0

i am trying to scrape the currency rates for a personal project, i used css selector to get the class where the values are. There's a javascript providing those values on the website and it seems i am noot too connversant with the developers console, i checked it out and i could not see anything running in real time in the networks section. This is the code i wrote, so far, it brings out a long list of dashes. surprisingly, the dashes match the source code for those parts were the rates are supposed to show.

from bs4 import BeautifulSoup
import requests
r = requests.get("https://www.ig.com/en/forex/markets-forex")
soup = BeautifulSoup(r.content, "html.parser")
results = soup.findAll("span",attrs={"data-field": "CPT"})
for span in results:
    print(span.text)
blockhead
  • 139
  • 11

1 Answers1

0

Span-elements filling via JS, dynamic values. On start each span-element contains '-'. You need js driver for wait to fill elements and then get values from spans.

With selenium:

from selenium import webdriver
from selenium.webdriver.common.by import By

driver = webdriver.Chrome('./chromedriver')
driver.get('https://www.ig.com/en/forex/markets-forex')

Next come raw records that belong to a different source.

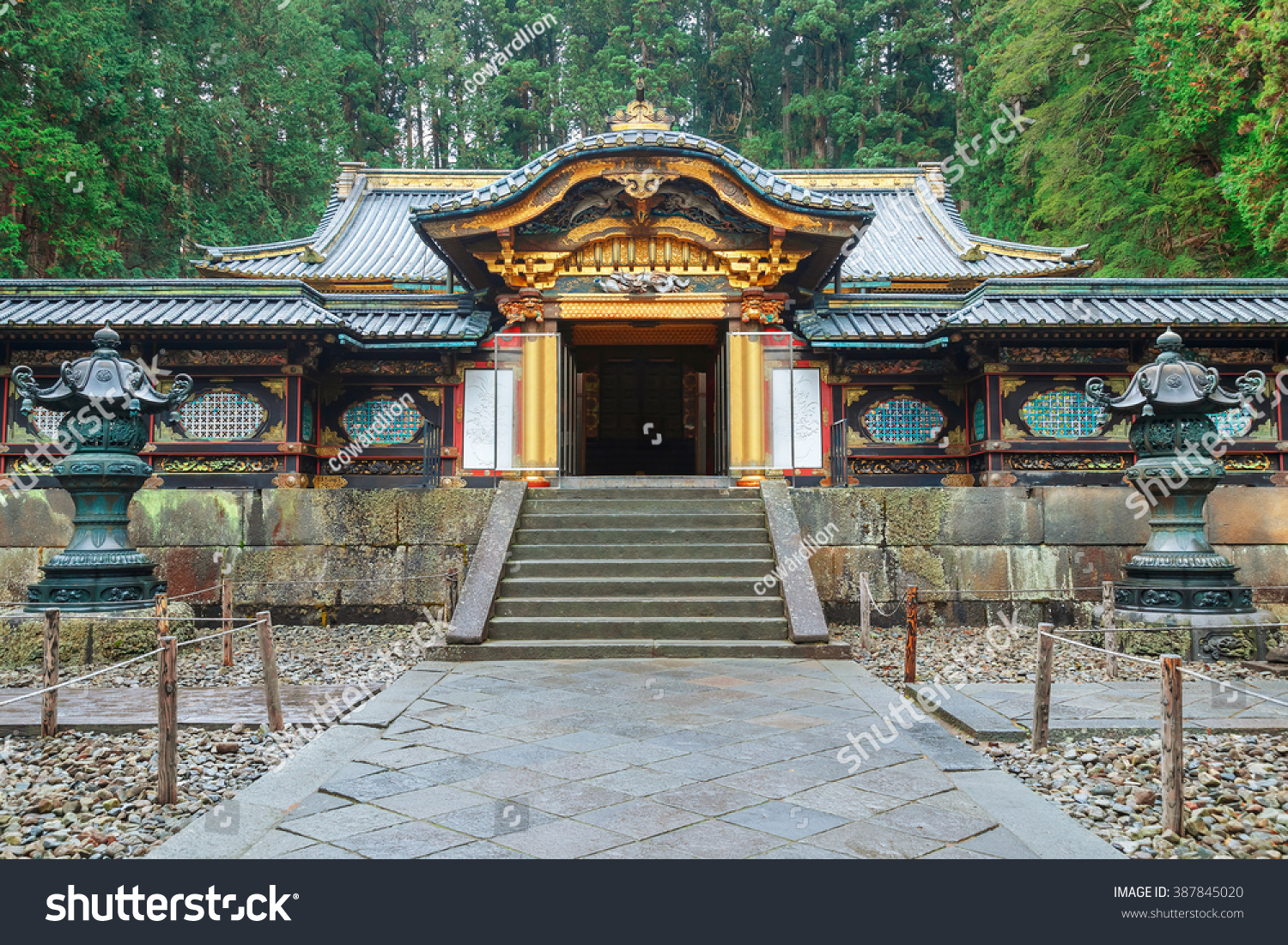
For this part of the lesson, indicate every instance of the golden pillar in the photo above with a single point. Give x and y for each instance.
(540, 402)
(746, 404)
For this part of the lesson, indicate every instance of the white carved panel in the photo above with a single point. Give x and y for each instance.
(808, 420)
(489, 398)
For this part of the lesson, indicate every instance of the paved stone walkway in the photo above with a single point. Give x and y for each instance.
(634, 759)
(100, 708)
(1109, 705)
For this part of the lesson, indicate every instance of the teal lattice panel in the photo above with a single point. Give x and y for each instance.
(903, 420)
(1063, 414)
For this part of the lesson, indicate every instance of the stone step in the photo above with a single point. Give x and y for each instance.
(633, 520)
(641, 568)
(623, 483)
(641, 536)
(545, 553)
(661, 589)
(638, 628)
(643, 506)
(649, 494)
(641, 607)
(638, 649)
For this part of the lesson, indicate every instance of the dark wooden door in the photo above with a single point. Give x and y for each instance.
(641, 420)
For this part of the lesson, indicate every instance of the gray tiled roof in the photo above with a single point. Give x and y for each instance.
(365, 237)
(162, 303)
(234, 304)
(916, 236)
(1126, 301)
(1051, 303)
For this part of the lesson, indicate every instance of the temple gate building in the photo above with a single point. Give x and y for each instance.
(641, 301)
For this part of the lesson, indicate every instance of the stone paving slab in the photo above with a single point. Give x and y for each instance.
(652, 760)
(128, 710)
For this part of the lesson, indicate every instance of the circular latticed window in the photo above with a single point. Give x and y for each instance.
(1061, 414)
(1234, 422)
(222, 415)
(903, 420)
(381, 420)
(46, 421)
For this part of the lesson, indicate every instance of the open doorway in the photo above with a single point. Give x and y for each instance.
(646, 409)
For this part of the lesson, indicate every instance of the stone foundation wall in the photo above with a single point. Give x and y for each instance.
(319, 548)
(1024, 540)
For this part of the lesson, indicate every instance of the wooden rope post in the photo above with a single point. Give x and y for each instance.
(909, 644)
(268, 654)
(49, 700)
(1108, 622)
(167, 723)
(865, 613)
(453, 590)
(1042, 687)
(1174, 744)
(226, 607)
(162, 603)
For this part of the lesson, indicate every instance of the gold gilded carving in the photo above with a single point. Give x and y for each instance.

for elm in driver.find_elements(By.CSS_SELECTOR, "span[data-field=CPT]"):
    print(elm, elm.text)

chromedriver download from https://sites.google.com/a/chromium.org/chromedriver/home

Also, dryscrape + bs4, but dryscrape seems outdated. Example here

Modified:

import time
from selenium import webdriver
from selenium.webdriver.common.by import By

driver = webdriver.Chrome('./chromedriver')
driver.get('https://www.ig.com/en/forex/markets-forex')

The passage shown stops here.